First review: Asmik Grigorian makes a muted Met debut
OperaReview for slippedisc.com by Susan Hall:
Asmik Grigorian, the toast of Europe and Carnegie Hall, made her Metropolitan Opera debut last night as Cio-Cio-San in Madama Butterfly. Her international career began with a ravishing Cio-Cio San sung in Stockholm. She sang the role a few years ago in Vienna, which used the same production the Met does: Anthony Minghella’s ravishingly beautiful interpretation. Now at the Met, Xian Zhang conducts.

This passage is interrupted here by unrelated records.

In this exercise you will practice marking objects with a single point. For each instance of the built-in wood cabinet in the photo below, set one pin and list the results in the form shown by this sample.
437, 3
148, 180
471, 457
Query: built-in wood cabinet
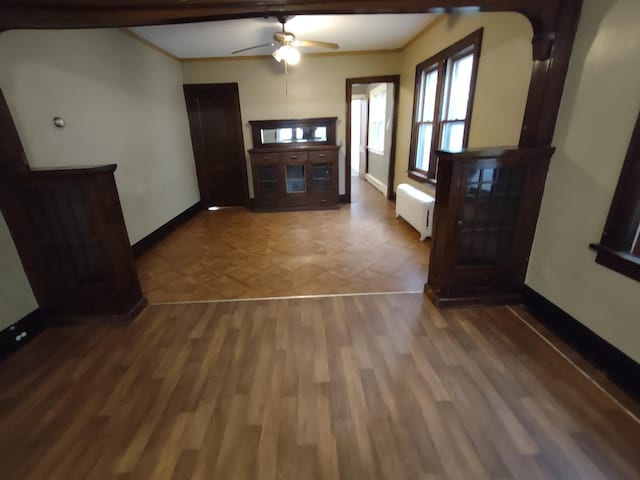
487, 204
295, 164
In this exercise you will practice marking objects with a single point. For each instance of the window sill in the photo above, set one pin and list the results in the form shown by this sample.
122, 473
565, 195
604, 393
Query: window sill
622, 262
421, 177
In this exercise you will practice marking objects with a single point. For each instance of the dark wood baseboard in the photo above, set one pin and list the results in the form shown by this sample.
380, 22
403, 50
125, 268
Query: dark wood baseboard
20, 333
144, 245
452, 302
616, 365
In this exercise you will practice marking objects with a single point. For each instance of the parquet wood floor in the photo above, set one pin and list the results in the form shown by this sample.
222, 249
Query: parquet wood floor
234, 253
356, 387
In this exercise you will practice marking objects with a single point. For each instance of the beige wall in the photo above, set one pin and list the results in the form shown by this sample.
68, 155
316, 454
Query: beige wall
16, 298
599, 108
501, 90
123, 103
316, 87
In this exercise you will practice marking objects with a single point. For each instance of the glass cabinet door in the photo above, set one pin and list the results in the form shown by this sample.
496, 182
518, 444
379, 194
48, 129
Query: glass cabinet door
488, 216
267, 178
321, 177
295, 178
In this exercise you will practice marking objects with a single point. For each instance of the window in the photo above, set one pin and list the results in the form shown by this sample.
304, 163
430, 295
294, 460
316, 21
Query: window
442, 104
377, 112
619, 247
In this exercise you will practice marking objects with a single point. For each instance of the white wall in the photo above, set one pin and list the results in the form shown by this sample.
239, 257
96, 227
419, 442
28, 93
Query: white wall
16, 298
316, 87
599, 108
504, 72
122, 102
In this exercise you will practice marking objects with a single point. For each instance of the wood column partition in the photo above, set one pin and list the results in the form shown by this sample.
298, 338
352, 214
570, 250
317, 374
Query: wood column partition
69, 231
68, 227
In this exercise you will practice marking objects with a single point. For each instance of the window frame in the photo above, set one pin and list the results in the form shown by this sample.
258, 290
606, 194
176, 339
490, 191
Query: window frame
619, 247
378, 91
442, 61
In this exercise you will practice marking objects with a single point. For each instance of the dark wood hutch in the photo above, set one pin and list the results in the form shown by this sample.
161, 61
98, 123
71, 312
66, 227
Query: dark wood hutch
295, 164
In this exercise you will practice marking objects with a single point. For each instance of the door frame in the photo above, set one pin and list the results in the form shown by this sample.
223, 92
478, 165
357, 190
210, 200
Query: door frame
190, 89
395, 80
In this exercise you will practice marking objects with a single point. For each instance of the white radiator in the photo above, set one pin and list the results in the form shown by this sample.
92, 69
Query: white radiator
416, 208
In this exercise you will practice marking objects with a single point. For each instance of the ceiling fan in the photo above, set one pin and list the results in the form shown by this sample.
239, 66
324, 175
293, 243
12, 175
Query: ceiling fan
287, 51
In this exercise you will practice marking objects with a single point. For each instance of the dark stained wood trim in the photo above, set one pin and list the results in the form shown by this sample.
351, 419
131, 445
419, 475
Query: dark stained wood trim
552, 45
102, 13
624, 263
395, 80
12, 156
147, 243
21, 332
256, 125
624, 215
618, 249
191, 92
616, 365
472, 42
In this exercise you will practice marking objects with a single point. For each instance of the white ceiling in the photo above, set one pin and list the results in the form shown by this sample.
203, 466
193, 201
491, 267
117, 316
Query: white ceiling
351, 32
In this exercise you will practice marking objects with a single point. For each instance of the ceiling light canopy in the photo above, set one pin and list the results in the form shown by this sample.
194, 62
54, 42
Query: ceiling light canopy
288, 54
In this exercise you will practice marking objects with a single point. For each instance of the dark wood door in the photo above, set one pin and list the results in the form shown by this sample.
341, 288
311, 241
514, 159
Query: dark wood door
218, 146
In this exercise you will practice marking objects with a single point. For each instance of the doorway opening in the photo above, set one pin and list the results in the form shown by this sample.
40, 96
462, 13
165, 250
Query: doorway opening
372, 117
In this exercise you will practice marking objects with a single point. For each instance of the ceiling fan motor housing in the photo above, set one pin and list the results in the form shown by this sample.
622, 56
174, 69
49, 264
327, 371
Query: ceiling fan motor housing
284, 38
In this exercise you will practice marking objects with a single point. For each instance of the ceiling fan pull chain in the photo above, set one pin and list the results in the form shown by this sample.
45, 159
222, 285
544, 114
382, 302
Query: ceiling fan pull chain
286, 79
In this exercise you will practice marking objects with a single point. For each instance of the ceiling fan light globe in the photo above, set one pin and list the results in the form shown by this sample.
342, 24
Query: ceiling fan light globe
278, 54
291, 55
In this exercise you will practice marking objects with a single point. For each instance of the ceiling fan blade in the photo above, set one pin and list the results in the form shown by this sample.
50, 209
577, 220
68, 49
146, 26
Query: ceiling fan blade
315, 43
270, 44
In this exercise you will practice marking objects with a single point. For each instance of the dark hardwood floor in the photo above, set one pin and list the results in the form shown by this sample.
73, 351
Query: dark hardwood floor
353, 387
235, 253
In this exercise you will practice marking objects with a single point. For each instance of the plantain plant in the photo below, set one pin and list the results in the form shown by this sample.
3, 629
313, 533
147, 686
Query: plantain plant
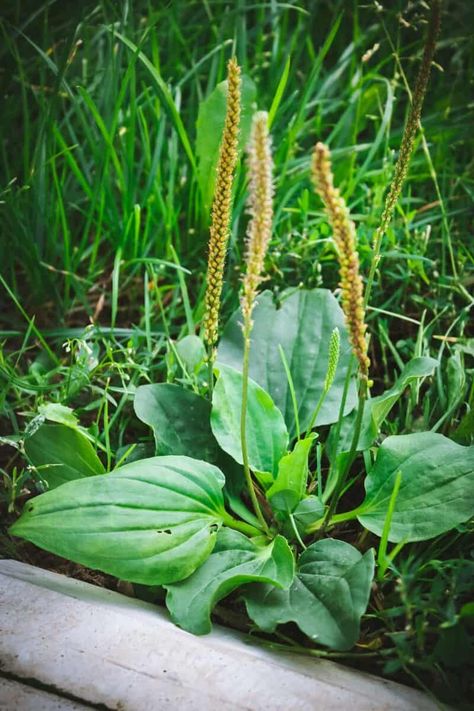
248, 484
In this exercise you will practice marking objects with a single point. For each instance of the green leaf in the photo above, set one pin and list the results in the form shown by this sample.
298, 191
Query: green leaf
328, 596
378, 408
435, 494
153, 521
290, 484
302, 326
191, 352
55, 412
209, 128
421, 367
309, 510
267, 438
234, 561
180, 420
63, 453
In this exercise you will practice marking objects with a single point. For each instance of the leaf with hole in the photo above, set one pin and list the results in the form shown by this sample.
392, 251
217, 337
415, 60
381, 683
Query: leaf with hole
235, 560
302, 326
436, 487
153, 521
327, 599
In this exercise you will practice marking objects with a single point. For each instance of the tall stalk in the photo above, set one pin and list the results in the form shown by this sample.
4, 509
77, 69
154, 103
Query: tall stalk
260, 166
408, 139
352, 296
221, 214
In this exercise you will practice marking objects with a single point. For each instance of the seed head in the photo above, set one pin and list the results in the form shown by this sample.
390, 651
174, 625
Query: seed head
344, 237
408, 138
260, 168
221, 206
333, 359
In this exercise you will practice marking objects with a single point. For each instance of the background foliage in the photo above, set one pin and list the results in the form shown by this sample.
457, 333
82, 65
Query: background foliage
104, 232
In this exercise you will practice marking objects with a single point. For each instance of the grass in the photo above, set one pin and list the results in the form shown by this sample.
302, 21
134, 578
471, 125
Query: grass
104, 229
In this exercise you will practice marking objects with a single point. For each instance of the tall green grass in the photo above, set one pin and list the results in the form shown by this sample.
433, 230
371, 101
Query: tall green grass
104, 228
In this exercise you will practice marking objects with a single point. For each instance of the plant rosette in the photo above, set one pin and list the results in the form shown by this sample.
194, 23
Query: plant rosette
181, 519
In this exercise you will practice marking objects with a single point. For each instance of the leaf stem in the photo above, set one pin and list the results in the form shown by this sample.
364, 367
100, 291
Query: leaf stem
241, 526
341, 480
210, 371
243, 434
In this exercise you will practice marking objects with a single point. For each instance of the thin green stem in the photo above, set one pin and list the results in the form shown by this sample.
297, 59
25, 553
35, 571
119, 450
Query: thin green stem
243, 434
350, 458
241, 526
210, 371
312, 422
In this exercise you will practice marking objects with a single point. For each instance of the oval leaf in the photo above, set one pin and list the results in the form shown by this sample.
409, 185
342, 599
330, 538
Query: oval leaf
63, 453
234, 561
267, 438
377, 409
328, 596
302, 326
179, 419
436, 487
153, 521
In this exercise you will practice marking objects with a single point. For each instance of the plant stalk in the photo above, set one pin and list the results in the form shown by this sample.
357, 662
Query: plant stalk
350, 458
243, 434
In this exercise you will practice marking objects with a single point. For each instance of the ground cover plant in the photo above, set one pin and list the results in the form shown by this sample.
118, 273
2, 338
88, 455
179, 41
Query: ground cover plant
275, 475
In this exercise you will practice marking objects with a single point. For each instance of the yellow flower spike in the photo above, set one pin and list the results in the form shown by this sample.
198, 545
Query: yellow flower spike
260, 168
221, 206
345, 239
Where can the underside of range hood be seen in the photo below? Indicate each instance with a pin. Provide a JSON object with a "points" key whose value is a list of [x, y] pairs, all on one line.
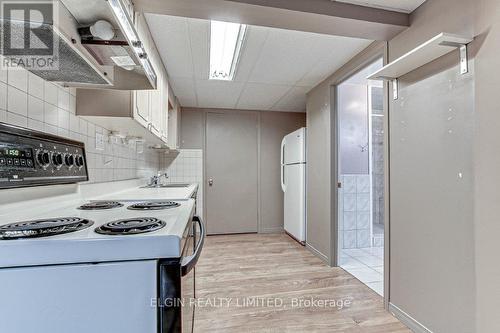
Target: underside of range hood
{"points": [[81, 64], [71, 66]]}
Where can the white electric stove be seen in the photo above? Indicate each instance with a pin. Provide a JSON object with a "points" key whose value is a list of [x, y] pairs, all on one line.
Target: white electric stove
{"points": [[74, 265]]}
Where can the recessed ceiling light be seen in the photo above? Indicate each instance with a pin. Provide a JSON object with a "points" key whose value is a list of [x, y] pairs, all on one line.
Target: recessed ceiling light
{"points": [[226, 40]]}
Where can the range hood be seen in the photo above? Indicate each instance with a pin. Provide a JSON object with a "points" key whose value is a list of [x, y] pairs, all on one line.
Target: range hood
{"points": [[89, 63]]}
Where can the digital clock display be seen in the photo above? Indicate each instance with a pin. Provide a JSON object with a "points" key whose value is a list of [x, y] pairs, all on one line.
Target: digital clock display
{"points": [[13, 152]]}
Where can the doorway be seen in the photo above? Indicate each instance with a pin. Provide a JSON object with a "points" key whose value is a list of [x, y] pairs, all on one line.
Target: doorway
{"points": [[361, 192], [231, 172]]}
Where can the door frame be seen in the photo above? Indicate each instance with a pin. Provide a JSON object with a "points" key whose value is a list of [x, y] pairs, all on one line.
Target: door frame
{"points": [[382, 53]]}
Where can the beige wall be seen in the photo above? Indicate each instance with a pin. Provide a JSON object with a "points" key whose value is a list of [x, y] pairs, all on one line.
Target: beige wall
{"points": [[28, 101], [432, 177], [273, 126], [321, 157], [487, 164]]}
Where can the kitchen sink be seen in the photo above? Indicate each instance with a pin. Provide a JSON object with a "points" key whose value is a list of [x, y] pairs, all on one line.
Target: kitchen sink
{"points": [[176, 185]]}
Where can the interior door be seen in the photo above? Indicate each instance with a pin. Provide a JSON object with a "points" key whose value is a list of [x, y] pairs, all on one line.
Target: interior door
{"points": [[231, 172]]}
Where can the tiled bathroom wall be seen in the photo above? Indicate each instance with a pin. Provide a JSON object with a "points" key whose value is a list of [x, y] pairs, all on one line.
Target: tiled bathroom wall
{"points": [[186, 166], [355, 211], [28, 101]]}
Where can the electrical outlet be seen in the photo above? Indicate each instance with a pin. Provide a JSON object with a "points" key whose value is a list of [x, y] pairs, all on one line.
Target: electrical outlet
{"points": [[99, 141]]}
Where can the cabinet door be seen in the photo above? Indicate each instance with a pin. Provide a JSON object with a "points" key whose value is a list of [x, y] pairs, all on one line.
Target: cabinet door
{"points": [[156, 109], [164, 111], [141, 107]]}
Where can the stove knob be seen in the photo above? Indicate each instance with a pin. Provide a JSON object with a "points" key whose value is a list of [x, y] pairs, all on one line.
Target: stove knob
{"points": [[57, 159], [79, 161], [43, 158], [69, 160]]}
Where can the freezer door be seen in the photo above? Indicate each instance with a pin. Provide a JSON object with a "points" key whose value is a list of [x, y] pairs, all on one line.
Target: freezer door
{"points": [[294, 147], [295, 201]]}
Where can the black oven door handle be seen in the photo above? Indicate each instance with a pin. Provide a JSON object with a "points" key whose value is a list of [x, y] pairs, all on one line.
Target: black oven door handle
{"points": [[187, 263]]}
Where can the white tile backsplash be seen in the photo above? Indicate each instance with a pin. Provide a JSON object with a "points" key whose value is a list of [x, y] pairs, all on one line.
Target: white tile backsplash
{"points": [[355, 211], [186, 167], [27, 100]]}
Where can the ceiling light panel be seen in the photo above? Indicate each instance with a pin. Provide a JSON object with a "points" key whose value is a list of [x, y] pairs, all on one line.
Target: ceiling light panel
{"points": [[226, 40]]}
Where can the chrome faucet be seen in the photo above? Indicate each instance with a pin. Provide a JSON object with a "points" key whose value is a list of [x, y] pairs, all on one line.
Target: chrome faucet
{"points": [[156, 179]]}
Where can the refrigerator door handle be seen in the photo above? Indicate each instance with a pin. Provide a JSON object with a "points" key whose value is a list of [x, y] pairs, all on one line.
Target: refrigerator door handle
{"points": [[282, 162]]}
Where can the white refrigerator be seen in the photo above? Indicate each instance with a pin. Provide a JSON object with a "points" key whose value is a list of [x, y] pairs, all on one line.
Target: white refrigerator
{"points": [[293, 183]]}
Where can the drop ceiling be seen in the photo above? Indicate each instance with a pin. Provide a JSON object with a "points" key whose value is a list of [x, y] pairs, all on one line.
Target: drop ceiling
{"points": [[276, 69], [405, 6]]}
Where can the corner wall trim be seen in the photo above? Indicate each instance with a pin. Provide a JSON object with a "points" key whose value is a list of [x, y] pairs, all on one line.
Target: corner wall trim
{"points": [[406, 319], [317, 253]]}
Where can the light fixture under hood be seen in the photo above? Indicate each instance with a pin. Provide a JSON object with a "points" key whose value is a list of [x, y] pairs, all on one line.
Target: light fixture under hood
{"points": [[128, 30], [226, 40]]}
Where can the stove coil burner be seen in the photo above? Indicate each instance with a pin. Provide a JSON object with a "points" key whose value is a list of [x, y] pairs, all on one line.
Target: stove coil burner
{"points": [[96, 205], [131, 226], [43, 228], [154, 205]]}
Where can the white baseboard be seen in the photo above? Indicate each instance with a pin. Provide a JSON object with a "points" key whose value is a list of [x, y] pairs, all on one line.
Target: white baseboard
{"points": [[317, 253], [408, 320], [276, 230]]}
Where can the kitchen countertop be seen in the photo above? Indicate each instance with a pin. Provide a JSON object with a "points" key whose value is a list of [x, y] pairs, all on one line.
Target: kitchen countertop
{"points": [[148, 193]]}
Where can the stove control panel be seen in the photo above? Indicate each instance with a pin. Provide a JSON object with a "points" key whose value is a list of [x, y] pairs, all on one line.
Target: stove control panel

Patricia Racette sang the role first at the Met and shuffled. This helped to make Cio-Cio-San a very credible young girl. Ms. Grigorian walks with a grown-up step, offering an older geisha. She does not flutter like a butterfly. Instead, her arms are extended wide as wings.
The ceremonial de-flowering of Cio-Cio San and her ritualistic suicide bracket a central vigil, as Butterfly, her son by the American Lieutenant Pinkerton, and Suzuki her maid, await the arrival of Pinkerton’s ship years after he left town and a pregnant geisha.
The opera is unusually still. Butterfly’s home is the setting. In Japan, the mistress of the house and the house itself are merged. Action is interior and stylized, which may not best display Ms. Grigorian’s dramatic style. Her Salome and Chrysothemis in Elektra were electrifying in Salzburg’s Festspielhaus.
Minghella aimed to make the stillness of the opera meaningful. Ms. Grigorian does stillness well. She has captivating phrasing that reflects emotion and character. Her dynamics are impeccable. Yet tones are not variously colored and in some passages, her voice does not ride over the orchestra.
Ms Grigorian is best heard and seen close up. It may also be the European opera houses which don’t exceed 2200 seats benefit her. (The Met has 3776 seats).
Geraldine Farrar debuted the role in America in 1907. Her voice was small. Yet she performed Cio-Cio-San 139 times. Although she apparently didn’t have Ms.Grigorian’s dramatic skills, she had a wild group of followers, the Gerry-Flappers. Busloads of high school students, some from as far away as Rhode Island, filled the Met Opera House for the debut. Will Ms. Grigorian attract a passionate following too?